(1978, USA, 94')
Chicago, 1916. Bill is a foundry worker. After a fight with his boss, he leaves for good and heads West with sister Linda and girlfriend Abby. The three arrive to the Texas Panhandle, where they are hired as day labourers for harvest season. Once Bill finds out that the farmer is smitten with Abby as well as seriously ill, he pretends that Abby is the sister, and pushes Abby to seduce the farmer. Things don’t go as planned, for Nature has her way to overcome puny human intensions, and the story takes on Bible-inspired vengeance undertones.
The second feature by Texan filmmaker Terrence Malick, and the endowed a Major-worthy budget, is another step forward in the making of his poetics. Originally filmed in 35mm, then blown up to 70 to fit six sound channels, the picture is an absolute visual poem.
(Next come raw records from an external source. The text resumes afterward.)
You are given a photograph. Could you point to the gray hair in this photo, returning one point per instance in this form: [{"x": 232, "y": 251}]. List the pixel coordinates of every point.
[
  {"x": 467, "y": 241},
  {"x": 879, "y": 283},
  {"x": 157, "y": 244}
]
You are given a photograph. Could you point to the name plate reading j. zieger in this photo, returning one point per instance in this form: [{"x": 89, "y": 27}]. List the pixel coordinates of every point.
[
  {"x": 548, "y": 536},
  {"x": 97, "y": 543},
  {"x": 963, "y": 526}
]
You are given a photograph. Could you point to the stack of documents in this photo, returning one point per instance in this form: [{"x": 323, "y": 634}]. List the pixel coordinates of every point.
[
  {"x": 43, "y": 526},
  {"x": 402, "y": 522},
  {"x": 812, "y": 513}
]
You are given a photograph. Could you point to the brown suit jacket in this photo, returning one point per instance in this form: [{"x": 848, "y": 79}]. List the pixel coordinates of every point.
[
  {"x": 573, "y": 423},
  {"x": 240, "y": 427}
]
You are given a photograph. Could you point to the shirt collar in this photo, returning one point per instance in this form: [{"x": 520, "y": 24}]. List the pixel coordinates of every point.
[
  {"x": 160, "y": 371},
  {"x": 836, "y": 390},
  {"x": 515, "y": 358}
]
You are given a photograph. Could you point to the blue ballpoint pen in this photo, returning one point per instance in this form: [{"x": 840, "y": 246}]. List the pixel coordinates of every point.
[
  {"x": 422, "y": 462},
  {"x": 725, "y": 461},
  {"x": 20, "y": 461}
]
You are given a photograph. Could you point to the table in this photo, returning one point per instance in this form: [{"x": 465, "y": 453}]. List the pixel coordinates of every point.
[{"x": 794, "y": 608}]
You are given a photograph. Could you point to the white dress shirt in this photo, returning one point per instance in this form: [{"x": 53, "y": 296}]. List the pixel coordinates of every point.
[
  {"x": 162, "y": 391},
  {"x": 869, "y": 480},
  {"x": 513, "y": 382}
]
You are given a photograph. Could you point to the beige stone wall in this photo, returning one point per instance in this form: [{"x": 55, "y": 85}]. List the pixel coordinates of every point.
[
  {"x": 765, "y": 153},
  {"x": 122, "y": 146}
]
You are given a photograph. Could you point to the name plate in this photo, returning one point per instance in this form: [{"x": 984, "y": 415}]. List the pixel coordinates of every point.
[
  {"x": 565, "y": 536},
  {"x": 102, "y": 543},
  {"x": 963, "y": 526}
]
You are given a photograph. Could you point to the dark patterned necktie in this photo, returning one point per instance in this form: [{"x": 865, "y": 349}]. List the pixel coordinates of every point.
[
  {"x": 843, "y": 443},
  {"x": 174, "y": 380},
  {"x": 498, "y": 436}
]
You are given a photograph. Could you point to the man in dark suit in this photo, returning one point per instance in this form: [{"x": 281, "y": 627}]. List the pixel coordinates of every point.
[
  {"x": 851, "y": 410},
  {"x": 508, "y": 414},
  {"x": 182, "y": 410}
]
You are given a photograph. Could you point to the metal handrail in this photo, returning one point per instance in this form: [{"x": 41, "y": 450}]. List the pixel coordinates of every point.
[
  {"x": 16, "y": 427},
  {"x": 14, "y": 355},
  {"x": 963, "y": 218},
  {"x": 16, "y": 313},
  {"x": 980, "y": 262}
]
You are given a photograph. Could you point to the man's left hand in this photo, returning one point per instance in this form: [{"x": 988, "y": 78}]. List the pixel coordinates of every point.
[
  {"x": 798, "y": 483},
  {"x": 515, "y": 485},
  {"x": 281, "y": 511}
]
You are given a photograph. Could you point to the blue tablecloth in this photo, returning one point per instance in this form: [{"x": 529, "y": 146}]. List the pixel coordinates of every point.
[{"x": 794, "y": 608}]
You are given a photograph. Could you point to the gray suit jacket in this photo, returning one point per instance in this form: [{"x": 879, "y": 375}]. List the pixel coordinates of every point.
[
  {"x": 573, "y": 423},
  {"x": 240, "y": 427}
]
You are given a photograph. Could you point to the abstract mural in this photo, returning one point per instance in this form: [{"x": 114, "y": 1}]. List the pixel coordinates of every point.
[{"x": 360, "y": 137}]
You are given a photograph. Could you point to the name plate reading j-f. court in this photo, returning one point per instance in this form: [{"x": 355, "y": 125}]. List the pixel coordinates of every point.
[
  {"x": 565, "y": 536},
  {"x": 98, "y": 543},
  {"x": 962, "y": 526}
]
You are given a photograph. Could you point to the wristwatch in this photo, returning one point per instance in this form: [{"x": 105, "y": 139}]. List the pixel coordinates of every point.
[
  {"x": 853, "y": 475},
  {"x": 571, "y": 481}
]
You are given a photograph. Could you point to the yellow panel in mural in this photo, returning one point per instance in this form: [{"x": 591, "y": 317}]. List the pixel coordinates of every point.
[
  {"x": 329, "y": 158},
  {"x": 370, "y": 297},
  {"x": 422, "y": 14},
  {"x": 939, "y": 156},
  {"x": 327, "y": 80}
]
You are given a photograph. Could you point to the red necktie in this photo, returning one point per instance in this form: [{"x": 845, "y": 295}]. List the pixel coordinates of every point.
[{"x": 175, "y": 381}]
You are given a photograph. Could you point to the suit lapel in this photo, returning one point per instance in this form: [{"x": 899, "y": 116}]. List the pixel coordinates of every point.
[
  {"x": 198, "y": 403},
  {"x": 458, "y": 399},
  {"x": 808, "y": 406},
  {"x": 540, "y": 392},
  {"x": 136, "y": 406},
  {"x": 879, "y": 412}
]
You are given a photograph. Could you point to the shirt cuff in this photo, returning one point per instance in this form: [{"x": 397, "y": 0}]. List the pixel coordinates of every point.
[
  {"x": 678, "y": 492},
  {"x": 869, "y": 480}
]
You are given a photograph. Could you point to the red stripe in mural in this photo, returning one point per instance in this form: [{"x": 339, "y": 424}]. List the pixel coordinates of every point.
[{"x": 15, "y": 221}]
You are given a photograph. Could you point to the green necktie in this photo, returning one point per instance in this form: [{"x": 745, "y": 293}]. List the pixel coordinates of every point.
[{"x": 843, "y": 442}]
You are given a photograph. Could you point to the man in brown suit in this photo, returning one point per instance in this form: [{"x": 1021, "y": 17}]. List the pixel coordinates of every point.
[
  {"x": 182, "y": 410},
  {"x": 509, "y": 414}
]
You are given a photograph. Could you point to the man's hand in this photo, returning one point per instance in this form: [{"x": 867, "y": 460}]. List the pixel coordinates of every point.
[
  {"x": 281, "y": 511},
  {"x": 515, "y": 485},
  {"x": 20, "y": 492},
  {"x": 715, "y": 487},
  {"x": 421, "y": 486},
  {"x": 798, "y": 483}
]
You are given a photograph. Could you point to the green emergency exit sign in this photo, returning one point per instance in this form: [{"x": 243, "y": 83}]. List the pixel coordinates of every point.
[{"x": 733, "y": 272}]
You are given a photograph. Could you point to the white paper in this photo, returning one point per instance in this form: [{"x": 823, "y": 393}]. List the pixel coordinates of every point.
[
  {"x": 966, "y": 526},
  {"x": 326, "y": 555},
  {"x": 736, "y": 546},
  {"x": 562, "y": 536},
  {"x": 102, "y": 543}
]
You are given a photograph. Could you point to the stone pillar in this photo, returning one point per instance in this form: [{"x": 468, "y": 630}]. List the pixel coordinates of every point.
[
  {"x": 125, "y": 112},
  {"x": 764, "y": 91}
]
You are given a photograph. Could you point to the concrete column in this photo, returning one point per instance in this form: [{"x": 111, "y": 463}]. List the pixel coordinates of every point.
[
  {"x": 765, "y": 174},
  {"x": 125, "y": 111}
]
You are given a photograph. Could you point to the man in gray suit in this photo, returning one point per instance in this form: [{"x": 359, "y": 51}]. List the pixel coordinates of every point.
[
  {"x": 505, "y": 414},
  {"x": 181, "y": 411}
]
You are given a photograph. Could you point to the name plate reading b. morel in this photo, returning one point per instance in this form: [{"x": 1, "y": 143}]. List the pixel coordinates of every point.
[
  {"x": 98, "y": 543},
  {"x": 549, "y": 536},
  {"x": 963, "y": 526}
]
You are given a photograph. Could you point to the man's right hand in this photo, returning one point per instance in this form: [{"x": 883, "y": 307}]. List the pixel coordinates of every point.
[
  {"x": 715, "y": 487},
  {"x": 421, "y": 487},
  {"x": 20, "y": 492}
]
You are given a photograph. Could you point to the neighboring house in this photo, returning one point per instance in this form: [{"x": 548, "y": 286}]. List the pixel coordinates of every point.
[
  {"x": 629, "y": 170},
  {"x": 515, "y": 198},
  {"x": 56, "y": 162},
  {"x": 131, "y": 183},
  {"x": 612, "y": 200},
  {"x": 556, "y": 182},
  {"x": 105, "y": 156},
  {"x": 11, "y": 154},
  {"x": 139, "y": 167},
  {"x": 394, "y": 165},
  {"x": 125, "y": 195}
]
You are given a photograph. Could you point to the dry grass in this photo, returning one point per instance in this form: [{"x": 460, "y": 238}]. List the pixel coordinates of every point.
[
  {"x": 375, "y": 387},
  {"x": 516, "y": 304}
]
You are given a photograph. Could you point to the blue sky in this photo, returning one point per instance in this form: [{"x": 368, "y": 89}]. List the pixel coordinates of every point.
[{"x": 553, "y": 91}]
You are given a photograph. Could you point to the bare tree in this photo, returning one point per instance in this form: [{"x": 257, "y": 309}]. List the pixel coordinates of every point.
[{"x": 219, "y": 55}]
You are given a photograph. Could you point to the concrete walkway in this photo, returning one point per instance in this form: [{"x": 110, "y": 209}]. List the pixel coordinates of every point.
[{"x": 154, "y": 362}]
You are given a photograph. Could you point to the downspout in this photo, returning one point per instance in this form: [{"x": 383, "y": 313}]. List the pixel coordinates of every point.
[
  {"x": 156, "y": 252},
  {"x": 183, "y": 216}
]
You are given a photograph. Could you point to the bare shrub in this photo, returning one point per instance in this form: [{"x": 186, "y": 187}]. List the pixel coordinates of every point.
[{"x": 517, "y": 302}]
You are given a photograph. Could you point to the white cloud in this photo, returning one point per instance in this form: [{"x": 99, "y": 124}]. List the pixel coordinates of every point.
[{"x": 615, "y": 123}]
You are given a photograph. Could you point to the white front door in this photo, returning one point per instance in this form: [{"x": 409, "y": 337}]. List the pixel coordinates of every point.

Malick instructed his cinematographer Néstor Almendros (later awarded an Oscar) to use only natural light at golden hour, taking inspiration from paintings by Edward Hopper and Georges de La Tour. A counterpoint to the images is Ennio Morricone’s amazing score.
Days of Heaven won the Best Direction Award at the Cannes Film Festival in 1979. It was not commercially successful, hence Malick’s twenty-year hiatus, exacerbated by the failure of the ambitious project he was working on: Q (Qasida).